Okay. Will the funding be recorded as revenue by the company, or will this just be something where you turn it over to the agency as they run the trial?

Yeah, we'll be turning over to the agency, they run the trial.

Okay. Thank you.

Our next question comes from the line of Daniil Gataulin from Chardan. Please go ahead.

Hey, good morning, guys. Congrats on all the progress. A couple of questions on 410ST. First, what is your manufacturing strategy for 410ST? And do you plan on using the commercial-grade product for the Phase 2/3 study?

Good question, Daniil. We already made at a commercial scale introduced into our Phase 1 and the same scale will be used for Phase 2/3. We'll follow the similar pattern like we are doing for RP. For RP, we're introducing two commercial scale lots in our pivotal trial. We'll do the same thing for SD program, which is consistent, and FDA agreed with our strategy and we're moving forward with that.
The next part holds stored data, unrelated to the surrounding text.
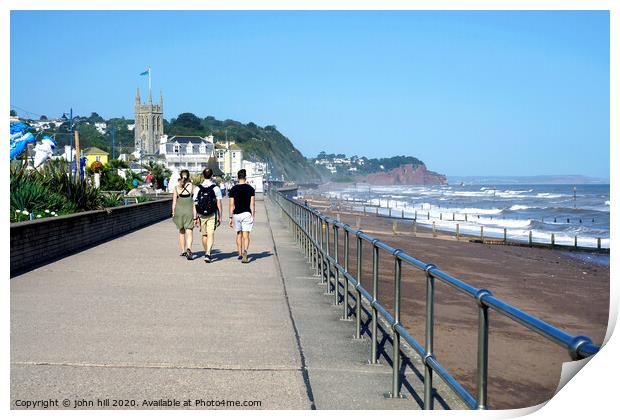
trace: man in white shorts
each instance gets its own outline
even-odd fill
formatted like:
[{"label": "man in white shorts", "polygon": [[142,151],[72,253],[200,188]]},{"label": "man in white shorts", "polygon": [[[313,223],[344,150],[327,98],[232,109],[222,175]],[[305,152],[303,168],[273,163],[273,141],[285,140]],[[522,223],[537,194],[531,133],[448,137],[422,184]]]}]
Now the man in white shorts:
[{"label": "man in white shorts", "polygon": [[242,263],[248,262],[248,248],[250,246],[250,232],[254,226],[254,188],[246,183],[245,169],[237,172],[239,183],[228,193],[230,197],[228,225],[235,228],[237,252]]}]

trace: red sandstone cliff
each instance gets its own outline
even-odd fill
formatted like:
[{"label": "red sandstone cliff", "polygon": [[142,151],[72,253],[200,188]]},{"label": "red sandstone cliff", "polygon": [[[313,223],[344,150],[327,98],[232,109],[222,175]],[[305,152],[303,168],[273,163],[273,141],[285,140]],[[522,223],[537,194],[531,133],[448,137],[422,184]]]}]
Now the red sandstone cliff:
[{"label": "red sandstone cliff", "polygon": [[414,168],[411,163],[400,165],[389,172],[375,172],[359,176],[355,181],[373,185],[442,185],[447,182],[445,175],[429,171],[426,165]]}]

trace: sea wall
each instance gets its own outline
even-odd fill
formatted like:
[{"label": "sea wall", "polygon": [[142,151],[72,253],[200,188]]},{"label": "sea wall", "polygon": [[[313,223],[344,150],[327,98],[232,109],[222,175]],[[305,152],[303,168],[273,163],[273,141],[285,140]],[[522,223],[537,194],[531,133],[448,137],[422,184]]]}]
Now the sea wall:
[{"label": "sea wall", "polygon": [[11,276],[170,217],[171,199],[11,224]]}]

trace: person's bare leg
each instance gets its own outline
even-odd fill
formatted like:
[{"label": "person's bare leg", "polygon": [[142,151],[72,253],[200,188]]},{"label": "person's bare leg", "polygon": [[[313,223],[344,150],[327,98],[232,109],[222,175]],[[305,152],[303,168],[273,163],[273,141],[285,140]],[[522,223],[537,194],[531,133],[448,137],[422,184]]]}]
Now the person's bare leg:
[{"label": "person's bare leg", "polygon": [[192,249],[194,242],[194,229],[185,229],[185,248]]},{"label": "person's bare leg", "polygon": [[250,232],[243,232],[243,250],[248,252],[250,248]]},{"label": "person's bare leg", "polygon": [[215,239],[214,237],[215,237],[215,232],[211,233],[210,235],[207,235],[207,249],[206,249],[207,255],[211,255],[211,248],[213,248],[213,241]]},{"label": "person's bare leg", "polygon": [[239,256],[241,256],[241,253],[243,252],[243,249],[241,248],[241,231],[237,232],[237,235],[235,237],[235,241],[237,242],[237,252],[239,253]]},{"label": "person's bare leg", "polygon": [[207,250],[209,249],[209,240],[207,235],[202,235],[202,249],[205,251],[205,255],[209,255]]},{"label": "person's bare leg", "polygon": [[179,248],[185,252],[185,229],[179,229]]}]

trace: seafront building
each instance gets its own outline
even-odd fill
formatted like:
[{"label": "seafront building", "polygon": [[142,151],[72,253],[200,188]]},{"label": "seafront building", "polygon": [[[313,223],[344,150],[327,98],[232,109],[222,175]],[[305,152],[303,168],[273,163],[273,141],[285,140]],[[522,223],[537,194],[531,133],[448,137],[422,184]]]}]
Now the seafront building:
[{"label": "seafront building", "polygon": [[213,136],[172,136],[159,139],[159,161],[171,170],[202,171],[213,156]]},{"label": "seafront building", "polygon": [[224,175],[236,180],[237,172],[242,167],[243,150],[233,140],[218,142],[215,144],[215,158]]}]

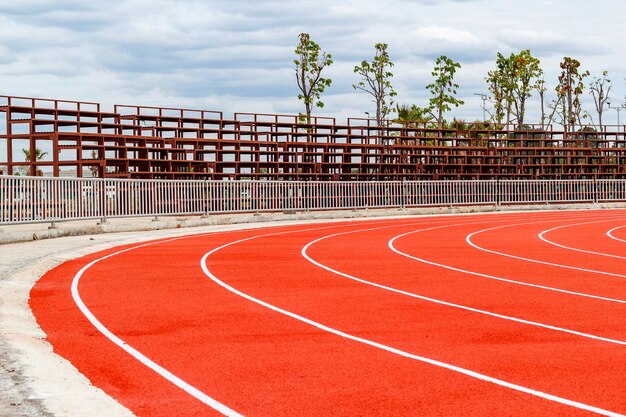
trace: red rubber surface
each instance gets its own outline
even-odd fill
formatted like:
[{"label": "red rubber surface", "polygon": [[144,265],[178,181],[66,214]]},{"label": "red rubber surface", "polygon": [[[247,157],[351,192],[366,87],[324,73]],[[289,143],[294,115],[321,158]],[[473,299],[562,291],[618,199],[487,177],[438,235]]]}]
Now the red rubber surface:
[{"label": "red rubber surface", "polygon": [[[617,415],[626,413],[626,345],[619,343],[626,342],[626,302],[619,302],[626,300],[626,243],[606,232],[621,225],[626,211],[613,210],[433,216],[189,236],[97,262],[84,273],[79,292],[115,335],[247,416],[595,415],[339,337],[242,298],[204,274],[206,253],[251,238],[208,256],[208,270],[251,297],[347,334]],[[567,227],[544,237],[613,256],[537,237],[559,226]],[[597,272],[506,257],[466,242],[467,235],[490,228],[496,229],[474,235],[472,242]],[[389,241],[409,232],[414,233],[398,237],[393,246],[416,258],[617,301],[488,279],[392,251]],[[613,236],[626,240],[626,228]],[[313,260],[389,289],[307,261],[303,247],[323,237],[306,251]],[[55,352],[139,416],[219,415],[114,345],[79,311],[70,292],[74,276],[119,250],[67,262],[33,288],[31,307]]]}]

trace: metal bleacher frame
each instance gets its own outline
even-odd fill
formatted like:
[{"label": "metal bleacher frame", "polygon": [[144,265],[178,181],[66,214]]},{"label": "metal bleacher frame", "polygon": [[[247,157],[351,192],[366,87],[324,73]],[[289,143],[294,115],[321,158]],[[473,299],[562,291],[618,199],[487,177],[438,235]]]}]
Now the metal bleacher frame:
[{"label": "metal bleacher frame", "polygon": [[[623,126],[501,127],[115,105],[0,96],[0,169],[133,179],[398,181],[620,179]],[[4,119],[4,121],[3,121]],[[24,160],[22,149],[46,158]],[[5,158],[2,158],[5,156]],[[17,156],[17,157],[16,157]]]}]

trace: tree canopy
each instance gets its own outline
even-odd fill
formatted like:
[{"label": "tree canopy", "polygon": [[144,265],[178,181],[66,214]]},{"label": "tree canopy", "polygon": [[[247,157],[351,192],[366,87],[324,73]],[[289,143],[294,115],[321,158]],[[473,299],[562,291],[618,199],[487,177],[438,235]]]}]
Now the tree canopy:
[{"label": "tree canopy", "polygon": [[432,97],[429,100],[430,113],[437,120],[439,126],[443,126],[443,113],[464,104],[463,100],[456,98],[459,85],[454,82],[454,74],[461,68],[461,64],[454,62],[445,55],[441,55],[435,61],[435,68],[431,72],[434,81],[426,86]]},{"label": "tree canopy", "polygon": [[[307,33],[300,34],[295,53],[297,59],[293,62],[300,90],[298,98],[305,105],[305,114],[301,116],[310,123],[312,109],[324,106],[321,95],[332,81],[323,77],[322,71],[331,65],[333,60],[331,55],[323,52]],[[585,118],[589,118],[592,124],[596,120],[589,111],[582,108],[582,96],[587,86],[602,130],[605,110],[612,108],[609,104],[611,80],[608,78],[608,72],[603,71],[600,77],[594,77],[591,82],[585,84],[585,79],[590,73],[582,71],[580,66],[580,62],[575,58],[564,57],[560,63],[561,73],[558,80],[552,84],[554,87],[552,89],[548,88],[539,58],[533,56],[530,49],[510,53],[508,56],[498,53],[495,67],[489,70],[485,77],[489,94],[475,94],[491,103],[491,109],[486,108],[484,103],[481,108],[489,113],[492,122],[497,125],[515,123],[518,126],[526,126],[528,100],[537,95],[541,110],[541,126],[545,127],[558,121],[564,130],[568,131],[576,124],[582,125]],[[461,64],[451,58],[441,55],[436,59],[431,72],[433,81],[426,85],[426,90],[430,93],[427,106],[402,106],[394,102],[397,93],[391,82],[394,76],[391,71],[393,67],[394,63],[389,56],[386,43],[374,45],[374,57],[371,61],[363,60],[354,66],[354,73],[359,76],[359,80],[352,84],[352,87],[372,97],[372,102],[376,106],[375,120],[379,126],[389,121],[390,114],[397,112],[397,121],[434,120],[441,127],[446,123],[445,113],[465,104],[458,98],[459,84],[455,82]],[[626,103],[620,103],[618,107],[625,108]],[[368,112],[365,113],[369,115]]]},{"label": "tree canopy", "polygon": [[321,94],[330,87],[332,80],[322,77],[322,71],[333,63],[332,56],[323,52],[320,46],[311,40],[308,33],[301,33],[296,47],[295,64],[296,82],[300,89],[298,99],[304,102],[306,122],[311,123],[312,107],[324,107]]},{"label": "tree canopy", "polygon": [[361,77],[361,81],[352,87],[373,97],[378,125],[395,111],[392,106],[396,92],[391,85],[393,73],[390,71],[394,64],[389,58],[387,47],[386,43],[377,43],[374,45],[376,50],[374,59],[371,62],[362,61],[360,65],[354,67],[354,73]]}]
Okay, got it. And in terms of the size for this study, are you looking at both US and ex-US sites? And what proportion of each if you're using both?

There is no ex-US sites, except for Canada, of course. I mean, we do have sites set up in Canada for retinitis pigmentosa. If necessary, we'll activate those sites for Stargardt. But based on the patient population, we only need 51 patients. I think, Huma and her team are comfortable that they can get those patients in US very quickly.

Got it. Okay. Thank you very much for taking the question.

Thank you.

This concludes the Q&A portion. I will now turn the call back over to Chairman, CEO and Co-Founder, Dr. Shankar Musunuri.

Thank you, operator. We appreciate the continued interest and involvement of our key stakeholders as we move forward with our transformative initiatives. We look forward to an era of significant catalysis ahead as we establish Ocugen as the pioneering biotechnology leader in gene therapies for blindness diseases. Have a great day.